Carbone Miami
49 Collins Ave
Miami, FL 33139
I lived in Los Angeles from 2000-2020. During that time the city's food scene grew from being focused on the pop and flash of paparazzi and celebrity dining to a second pathway closer to the artisan neighborhood joints that make dining in places like Manhattan, Portland and Austin so special. What this second lane also served to do was force an elevation of those trendy places to prepare better food to survive the inevitable dip once the bloom is off the trendy rose. One of the people involved in this evolution of California cuisine was David Russoff, initially known for opening the Mozzaplex in LA (go...eat..enjoy), and now the sublime Hippo (worth the drive to Highland Park if you find yourself out there) and also a mutual friend of Jet Freedom, 90s LA's most unheralded guitar legend.
After dining at one of these aforementioned trendy spots, probably KOI or some other place frequented by bodyconned wanna-be starlets and those who fund them, I mentioned to him how shockingly good the food was, especially the miso black cod.
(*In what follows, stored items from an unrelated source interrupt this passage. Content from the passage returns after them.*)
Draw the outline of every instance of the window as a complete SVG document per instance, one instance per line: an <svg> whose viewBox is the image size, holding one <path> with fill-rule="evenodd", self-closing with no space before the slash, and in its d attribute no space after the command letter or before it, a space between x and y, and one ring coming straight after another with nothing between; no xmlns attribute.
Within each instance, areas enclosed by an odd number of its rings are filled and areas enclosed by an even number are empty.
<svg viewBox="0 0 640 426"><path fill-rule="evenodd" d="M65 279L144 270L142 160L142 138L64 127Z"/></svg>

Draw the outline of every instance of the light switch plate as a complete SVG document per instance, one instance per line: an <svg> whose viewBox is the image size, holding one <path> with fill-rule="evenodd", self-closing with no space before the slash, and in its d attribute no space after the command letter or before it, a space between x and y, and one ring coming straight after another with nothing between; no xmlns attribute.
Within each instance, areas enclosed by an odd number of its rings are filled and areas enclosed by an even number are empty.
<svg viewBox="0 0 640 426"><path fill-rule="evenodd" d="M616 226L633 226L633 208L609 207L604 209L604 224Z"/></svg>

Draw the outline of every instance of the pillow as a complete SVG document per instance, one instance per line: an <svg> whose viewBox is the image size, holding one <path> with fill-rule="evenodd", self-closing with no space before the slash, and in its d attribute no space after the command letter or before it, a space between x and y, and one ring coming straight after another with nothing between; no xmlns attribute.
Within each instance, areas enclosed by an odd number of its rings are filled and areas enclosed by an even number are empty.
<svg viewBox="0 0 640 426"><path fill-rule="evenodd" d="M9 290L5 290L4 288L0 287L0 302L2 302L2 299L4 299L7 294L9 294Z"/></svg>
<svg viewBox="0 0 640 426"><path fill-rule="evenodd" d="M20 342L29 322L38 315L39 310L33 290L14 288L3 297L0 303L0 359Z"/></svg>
He responded with a phrase that has rung in my ears every time I ended up trying a new hotspot that exceeds my expectations (no..never "it does not disappoint)
"The food is better than it has to be."
With that in mind, I headed to Carbone, the Miami outpost of the West Village Italian legend.
Most of the dialogue I had about Carbone was with friends who were frequenters of the exhausting Miami nightlife. You know the kind of people who track their existence through Instagram posts and...lifestyle blogs (oh..crap). Though initially skeptical, I tried to keep an open mind and an empty stomach with the experience.
The physical plant of Carbone is exactly what you would expect from a place trying to maintain is authenticity in a flashy world. Lots of dark wood, mirrors, some couches, and a gorgeous pre-WW2 style bar.
After finishing my very well-prepared martini, we were led to our table by Roberto who was either direct from Italy, or in his spare time played the lead in the Key Biscayne production of Tony & Tina's Wedding. As we sat down, an assorted of breads (sourdough, foccacia, etc) was placed in front of us, alongside pickled cauliflower, salami and a single lump of fantastic parmesan was placed on our side plate.
As we perused the menu, our waiter decanted a Morlet 2014 Cabernet so graciously provided by my dining companion. It's only worth mentioning because as someone who does not like Napa cabs, and who was initially disappointed (real disappointment!) that that is what was pulled from my friend's cabinet, it was likely the best I've ever had. It drank more like a Barolo with that dry yet rich complexity that I love in an Italian wine.
For our appetizer we had the beef carpaccio special; special indeed. Traditionally beef carpaccio has your oil, your thin raw beef and maybe some sea salt to bring out the flavor. This also had a layer of basil and mushrooms on it giving it more depth than normal. One bite would hit you with the salt and oil, the next with a fresher, almost zesty mouth feel, a third one is reminiscent of a truffled shaving.
Though told by the waiter (and so many others) to have the house specialty spicy rigatoni, we opted for the vongole, because..well...clams. Also, Roberto, while pushing the house special, admitted that if he was on a desert island, he would vongole over the rigatoni. In his defense, clams are probably fresher than beef when one ends up in the unfortunate position of being stuck on a desert island.
To the horrors of many a chef who forbids parm on seafood., I happen to love dousing my clams in parm. Theres just something about the butter and wine and brine that just has this mouthy richness...BUT..I decided to eschew the topping this time..and I was rewarded with a rich and textured pasta/broth/clam combo that's probably the second best vongole I have ever had.
For our main, I stepped away from my Lisa Simpson-esque avoidance of veal, and split the veal parmigiana. Rich, tender, simple, perfect. I could rhapsodize about the elegance of the cut, or the flavor, but in reality, you probably know what a really good Anything Parmagiana tastes like.
Our side was a roasted butternut squash with mascarpone and brown butter sauce. My dining companion was had at marscapone and I was had at brown butter.
Stuffed like a ravioli, we avoided the large cake-laden dessert tray (which likely explained our server's biceps),
As we slowly made our way out of the restaurant at about 10:30, it was impossible not to notice the crowd of nightlife minions that had assembled in the bar and were waiting for tables. I'm not sure where these tanned, toned (and assuming) Ozempic free 20 somethings came from, or why they could look this good eating this food this late at night, I just thought back to my days being one of these hordes and didn't recall considering the quality of food as a deciding factor in where I was going to lurk for love and nocturnal friendship.
Which is why the phrase "it's better than it needs to be" became the theme. I also realized that by thinking that I've officially become an old man, so I'll give this next generation of food-lovers the benefit of the doubt and just assume they've elevated their tastes along to match the worthy experience of Carbone.